Ports around the world have recently registered a significant amount of investments, mainly in relation to expansion projects or to the development of new terminals. This trend is rather common around the world, both in developed and developing countries. Nevertheless, regulation and financing rules often influence the capability of ports to attract global operators, or to benefit from potential knowledge transfer. While finance and governance within the port sector have been widely studied, the two elements have been seldom linked together under one roof.
A new book on “Regulation and Finance in the port sector: current practices and the future of port development” is currently under development in order to fill this gap. The book is part of the Palgrave Studies in Maritime Economics series.
The work is designed as a collection of international scholarly contributions on port finance and port system regulations; it will contain critical discussions of elements that characterise port planning and management, as well as how the latter are driving the investment decision-making process.
The book is planned to be finalized in the first part of 2019.
The proposed manuscript is planned to contain both a general part – written by the editors – and several country specific contributions for which this call for chapters is open.
Each country chapter should be relatively short (about 3,000 words) with a “standardized structure” that should include the following elements of the chosen country:
– Section 1: National port system description (brief historical introduction, port location and characteristics, main traffic categories handled, main statistics);
– Section 2: Port Regulation and planning tools (i.e. description of governance models, regulating and governing bodies of the main national ports, planning tools);
– Section 3: Financial tools (i.e. description of funding options of different national ports and their link to governance models and national legislation);
– Section 4: Links between local and national port regulation and the international framework of ports (i.e. presence of PPPs, FDI, and the role of both local and international players within the national port sector);
– Section 5: Critical discussion: How can port regulation and financial practices affect local port development?

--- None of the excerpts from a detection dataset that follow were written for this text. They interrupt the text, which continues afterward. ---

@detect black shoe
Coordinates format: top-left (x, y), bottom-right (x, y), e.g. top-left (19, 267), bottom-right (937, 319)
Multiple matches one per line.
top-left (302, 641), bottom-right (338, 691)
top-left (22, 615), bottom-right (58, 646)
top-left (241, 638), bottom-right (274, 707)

Are there possibilities (and limits) to promote international collaborations at both organizational (e.g. integration) and financial (e.g. foreign investment) level in the national port sector?
The above standardized structure is indicative but authors are encouraged to follow it since this would allow readers to easily compare different local frameworks.
Interested authors are invited to submit an abstract on the chosen country by September 1st 2018 to the corresponding author, Dr Alessio Tei (email@example.com).
Accepted abstracts will be notified to their authors by mid-September 2018 and final chapter submission is expected by December 15th 2018.